Merton Council should not investigate corruption claims because it would be 'too costly'
Allegations of corruption published in a whistleblowing document distributed last year against senior officers in Merton Council should not be fully investigated because of the cost, according to auditors.
Opposition councillors have reacted angrily to the revelation, made in a full council meeting on Wednesday, branding it 'unacceptable' and calling for changes in the way consultants are hired.
Just a couple of hours before the evening council meeting was due to start, party leaders in Merton Council received an email from auditors with an update on their findings.
The so-called interim report came after a whistleblowing dossier, purported to be from anonymous council officers, alleged malpractice, corruption and unlawfulness in relation to the procurement of a number of consultants.
The whistleblowers claimed the council’s chief executive Ged Curran and elected members were deliberately misled by a senior officer they accuse of unlawfully making payments of £1.29m of taxpayers’ money.
The payments were alleged to be to temporary consultants, when posts could have been filled by permanent staff.
The full independent report into the claims is not due for another few weeks, but the email from auditors Ernst & Young LLP on Wednesday, February 5, stated that the company has 'not identified evidence of corruption, malpractice or unlawful expenditure.

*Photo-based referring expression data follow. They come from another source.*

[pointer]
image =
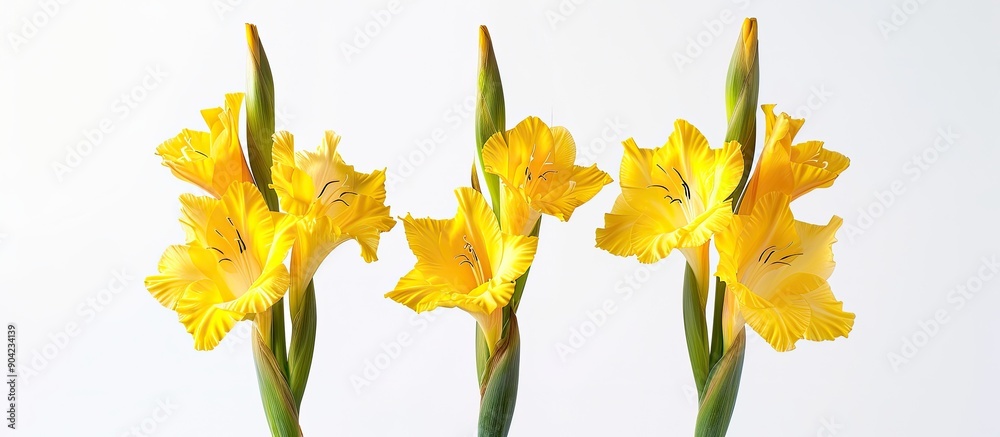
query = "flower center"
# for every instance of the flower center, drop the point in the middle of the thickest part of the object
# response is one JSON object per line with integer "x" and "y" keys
{"x": 669, "y": 195}
{"x": 771, "y": 259}
{"x": 239, "y": 268}
{"x": 335, "y": 191}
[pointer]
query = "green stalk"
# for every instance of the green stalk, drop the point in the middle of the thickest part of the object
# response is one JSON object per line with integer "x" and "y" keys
{"x": 260, "y": 128}
{"x": 742, "y": 86}
{"x": 715, "y": 409}
{"x": 490, "y": 119}
{"x": 279, "y": 407}
{"x": 490, "y": 112}
{"x": 300, "y": 353}
{"x": 695, "y": 328}
{"x": 498, "y": 387}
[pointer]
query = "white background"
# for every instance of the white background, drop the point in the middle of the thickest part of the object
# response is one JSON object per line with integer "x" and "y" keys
{"x": 878, "y": 94}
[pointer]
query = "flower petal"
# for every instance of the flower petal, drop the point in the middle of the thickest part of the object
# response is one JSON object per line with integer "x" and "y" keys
{"x": 828, "y": 319}
{"x": 582, "y": 184}
{"x": 195, "y": 212}
{"x": 199, "y": 313}
{"x": 616, "y": 235}
{"x": 296, "y": 189}
{"x": 815, "y": 167}
{"x": 781, "y": 320}
{"x": 176, "y": 272}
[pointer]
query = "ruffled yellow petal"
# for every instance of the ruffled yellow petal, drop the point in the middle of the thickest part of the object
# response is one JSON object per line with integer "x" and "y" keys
{"x": 295, "y": 188}
{"x": 176, "y": 272}
{"x": 421, "y": 292}
{"x": 463, "y": 262}
{"x": 792, "y": 170}
{"x": 562, "y": 199}
{"x": 535, "y": 164}
{"x": 815, "y": 167}
{"x": 211, "y": 160}
{"x": 672, "y": 197}
{"x": 616, "y": 235}
{"x": 781, "y": 320}
{"x": 828, "y": 319}
{"x": 195, "y": 211}
{"x": 199, "y": 312}
{"x": 776, "y": 268}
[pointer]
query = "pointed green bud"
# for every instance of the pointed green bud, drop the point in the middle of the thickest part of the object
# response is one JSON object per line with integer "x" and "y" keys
{"x": 490, "y": 115}
{"x": 742, "y": 84}
{"x": 260, "y": 116}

It stated: "Our work, however, has not involved a forensic analysis of the email accounts and electronic data held by the individuals on laptops ... or bank accounts of the named individuals."
It goes on to say that the work would be appropriate where there are concerns about illicit payments, but given that the rates paid to individuals do not appear to be materially different from the market rates for such services, any potential financial benefit derived is relatively modest.

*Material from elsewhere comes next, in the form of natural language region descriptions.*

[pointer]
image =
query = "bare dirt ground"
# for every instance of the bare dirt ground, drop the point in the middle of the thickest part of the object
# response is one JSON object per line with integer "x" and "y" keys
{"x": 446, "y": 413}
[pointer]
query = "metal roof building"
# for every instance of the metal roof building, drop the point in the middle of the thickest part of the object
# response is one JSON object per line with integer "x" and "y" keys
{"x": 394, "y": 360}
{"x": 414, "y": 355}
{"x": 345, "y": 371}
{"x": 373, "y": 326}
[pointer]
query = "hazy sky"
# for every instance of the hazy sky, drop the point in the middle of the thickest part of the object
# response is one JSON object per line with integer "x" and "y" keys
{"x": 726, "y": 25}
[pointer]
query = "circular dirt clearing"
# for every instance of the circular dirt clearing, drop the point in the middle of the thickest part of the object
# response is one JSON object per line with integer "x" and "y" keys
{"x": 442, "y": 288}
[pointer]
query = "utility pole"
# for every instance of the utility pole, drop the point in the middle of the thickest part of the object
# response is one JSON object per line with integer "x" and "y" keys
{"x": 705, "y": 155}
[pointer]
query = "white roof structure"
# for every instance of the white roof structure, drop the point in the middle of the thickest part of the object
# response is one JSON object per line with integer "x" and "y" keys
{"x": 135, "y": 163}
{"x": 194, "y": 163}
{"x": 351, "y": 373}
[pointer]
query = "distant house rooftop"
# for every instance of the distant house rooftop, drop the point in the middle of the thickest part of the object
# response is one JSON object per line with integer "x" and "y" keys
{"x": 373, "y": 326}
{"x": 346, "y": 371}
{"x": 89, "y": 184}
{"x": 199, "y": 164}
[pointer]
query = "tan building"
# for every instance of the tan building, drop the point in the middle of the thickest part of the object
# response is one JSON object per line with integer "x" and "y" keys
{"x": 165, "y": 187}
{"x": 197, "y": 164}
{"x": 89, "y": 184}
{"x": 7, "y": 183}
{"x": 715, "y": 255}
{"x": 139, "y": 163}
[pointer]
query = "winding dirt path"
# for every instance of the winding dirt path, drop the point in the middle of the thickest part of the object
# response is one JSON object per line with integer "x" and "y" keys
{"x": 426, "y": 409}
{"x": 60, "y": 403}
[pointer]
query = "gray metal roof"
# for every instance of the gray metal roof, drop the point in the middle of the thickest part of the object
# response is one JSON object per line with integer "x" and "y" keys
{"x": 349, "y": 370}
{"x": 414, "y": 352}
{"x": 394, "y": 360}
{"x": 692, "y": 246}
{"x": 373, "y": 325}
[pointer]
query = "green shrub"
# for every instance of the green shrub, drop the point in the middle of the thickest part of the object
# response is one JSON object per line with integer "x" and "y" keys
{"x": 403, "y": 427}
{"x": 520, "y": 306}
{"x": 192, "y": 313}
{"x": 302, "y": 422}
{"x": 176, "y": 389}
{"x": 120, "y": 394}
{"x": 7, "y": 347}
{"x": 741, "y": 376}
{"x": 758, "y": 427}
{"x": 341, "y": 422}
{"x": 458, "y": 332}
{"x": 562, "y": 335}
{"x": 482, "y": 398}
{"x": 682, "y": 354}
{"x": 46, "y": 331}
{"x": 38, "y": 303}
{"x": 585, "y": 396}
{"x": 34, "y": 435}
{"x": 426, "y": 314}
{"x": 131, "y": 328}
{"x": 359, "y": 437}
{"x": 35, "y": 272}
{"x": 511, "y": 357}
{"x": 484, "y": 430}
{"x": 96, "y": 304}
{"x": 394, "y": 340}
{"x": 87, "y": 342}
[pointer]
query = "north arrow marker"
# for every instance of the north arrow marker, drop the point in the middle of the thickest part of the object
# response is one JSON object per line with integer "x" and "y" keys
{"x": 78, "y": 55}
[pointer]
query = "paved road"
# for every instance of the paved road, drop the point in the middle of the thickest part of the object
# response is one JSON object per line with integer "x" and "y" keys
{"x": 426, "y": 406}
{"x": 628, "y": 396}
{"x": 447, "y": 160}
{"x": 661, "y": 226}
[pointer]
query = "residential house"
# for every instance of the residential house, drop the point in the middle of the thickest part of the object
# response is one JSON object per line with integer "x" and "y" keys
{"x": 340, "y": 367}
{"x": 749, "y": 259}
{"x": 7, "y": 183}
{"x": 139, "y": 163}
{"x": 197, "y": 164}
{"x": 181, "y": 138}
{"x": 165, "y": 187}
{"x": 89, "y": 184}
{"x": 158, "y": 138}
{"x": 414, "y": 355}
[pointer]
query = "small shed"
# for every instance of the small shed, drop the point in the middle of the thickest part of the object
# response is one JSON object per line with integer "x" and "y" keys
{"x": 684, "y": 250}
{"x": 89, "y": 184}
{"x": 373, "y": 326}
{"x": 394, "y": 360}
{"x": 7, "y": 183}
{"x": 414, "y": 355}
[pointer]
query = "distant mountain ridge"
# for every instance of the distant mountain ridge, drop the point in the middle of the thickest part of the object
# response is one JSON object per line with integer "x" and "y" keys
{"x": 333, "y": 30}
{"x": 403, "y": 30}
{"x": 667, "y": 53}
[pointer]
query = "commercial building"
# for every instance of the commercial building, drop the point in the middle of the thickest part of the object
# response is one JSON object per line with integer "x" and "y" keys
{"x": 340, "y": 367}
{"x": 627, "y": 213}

The email said: "Unless new evidence is brought to its attention, the cost of undertaking further investigative work would be disproportionate to the risk of such payments having been made or received."
Speaking at the council meeting in Morden, Conservative Hillside ward councillor David Williams said: "People expect us to be a responsible council.
"It is not about watching the back of the Labour party because they have lost the plot."
In reply, Labour councillor Mark Allison said: "This has lead to a cloud hanging over a number of people including some very important and hard working staff.
"No doubt they will find some things that we as an organisation can do better."
Council leader Stephen Alambritis said at the meeting they would abide by and respect the whistleblowing policy, and people were innocent until proven guilty.
The final report will be discussed at the council’s general purposes committee on Wednesday, March 12.